UC San Diego

Maintaining genome stability is essential for cell viability and growth. Post-translational modifications such as phosphorylation have been implicated in regulating the cellular processes that maintain genome integrity. Under genotoxic stress, cells initiate a DNA damage response that includes the activation of a phosphorylation-mediated pathway known as the DNA damage checkpoint. Several processes are regulated by the DNA damage checkpoint including cell cycle arrest, DNA repair, transcription, and cell apoptosis. In Saccharomyces cerevisiae, Mec1 and Tel1 are key protein kinases that initiate the activation of the DNA damage checkpoint. Several studies have identified substrates of Mec1/Tel1 including Sae2, a DNA double-strand break repair protein involved in DNA end resection and processing of hairpin structures. In this study we identify Mec1/Tel1 consensus sites on Sae2, T90 and T279, which when mutated to non-phosphorylatable alanine causes genome instability and hyper-activation of the downstream checkpoint kinase Rad53, similar to a sae2∆ mutant. We find that phosphorylation of T90 and T279 on Sae2 mediates protein-protein interaction with several Forkhead associated-domain containing proteins including checkpoint kinases Rad53 and Dun1. Taken together, this suggests that the interaction of phosphorylated Sae2 with Rad53 and Dun1 is important for its role in DNA repair and genome maintenance.
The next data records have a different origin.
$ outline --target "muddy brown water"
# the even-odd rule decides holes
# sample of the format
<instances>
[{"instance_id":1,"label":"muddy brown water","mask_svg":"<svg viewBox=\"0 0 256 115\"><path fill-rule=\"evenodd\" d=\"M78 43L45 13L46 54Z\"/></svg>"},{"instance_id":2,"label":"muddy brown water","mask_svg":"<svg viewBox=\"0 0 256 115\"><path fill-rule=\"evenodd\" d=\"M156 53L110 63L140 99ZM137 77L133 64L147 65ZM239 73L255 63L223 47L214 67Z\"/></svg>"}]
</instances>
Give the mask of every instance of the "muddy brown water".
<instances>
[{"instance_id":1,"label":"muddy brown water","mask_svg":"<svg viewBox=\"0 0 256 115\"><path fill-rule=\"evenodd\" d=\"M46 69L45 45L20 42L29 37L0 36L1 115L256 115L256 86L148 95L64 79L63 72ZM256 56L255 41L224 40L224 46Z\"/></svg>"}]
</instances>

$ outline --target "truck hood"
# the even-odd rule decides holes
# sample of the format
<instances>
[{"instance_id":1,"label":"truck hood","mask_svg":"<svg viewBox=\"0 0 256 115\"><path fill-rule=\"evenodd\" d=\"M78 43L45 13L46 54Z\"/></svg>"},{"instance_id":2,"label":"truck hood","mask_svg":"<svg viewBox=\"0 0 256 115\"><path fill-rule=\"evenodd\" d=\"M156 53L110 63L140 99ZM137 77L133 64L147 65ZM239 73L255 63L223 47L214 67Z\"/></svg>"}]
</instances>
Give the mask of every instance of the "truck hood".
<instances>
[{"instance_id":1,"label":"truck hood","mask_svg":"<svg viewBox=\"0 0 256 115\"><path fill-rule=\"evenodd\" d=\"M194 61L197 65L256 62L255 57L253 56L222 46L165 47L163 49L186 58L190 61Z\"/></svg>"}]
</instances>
Pathways that regulate other post-translational modifications have also been implicated in genome stability, including the small ubiquitin-like modifier (SUMO). Recently, SUMO E3 ligases have been shown to be suppressors of gross chromosomal rearrangements, but not much is known of the enzymes that deconjugate SUMO. In this study, we discover a role for SUMO isopeptidases, Ulp1 and Ulp2, in preventing gross chromosomal rearrangements. We identify targets of Ulp1 and Ulp2 and find that Ulp2 distinctly regulates sumoylation at three chromosomal regions: rDNA, centromeres, and origins of replication. In contrast, Ulp1 globally targets most sumoylated proteins and mutating ULP1 leads to an unexpected decrease in sumoylation of Ulp2 substrates. Moreover, we find that Ulp2 is able to target its substrates at the rDNA and centromeres through interaction with a kinetochore-associated complex Csm1-Lrs4. Structural and biochemical analysis demonstrates that the C-terminus of Ulp2 binds to the globular domain of the Csm1 homodimer. Mutations to the residues on Ulp2 that interact with Csm1 elevate sumoylation of the nucleolar protein Tof2 and reduce its protein abundance, resulting in a loss of transcriptional silencing at the rDNA. Lastly, we show that the loss of Tof2 protein levels in ulp2 mutants are triggered by the ubiquitin E3 ligase complex, Slx5-Slx8.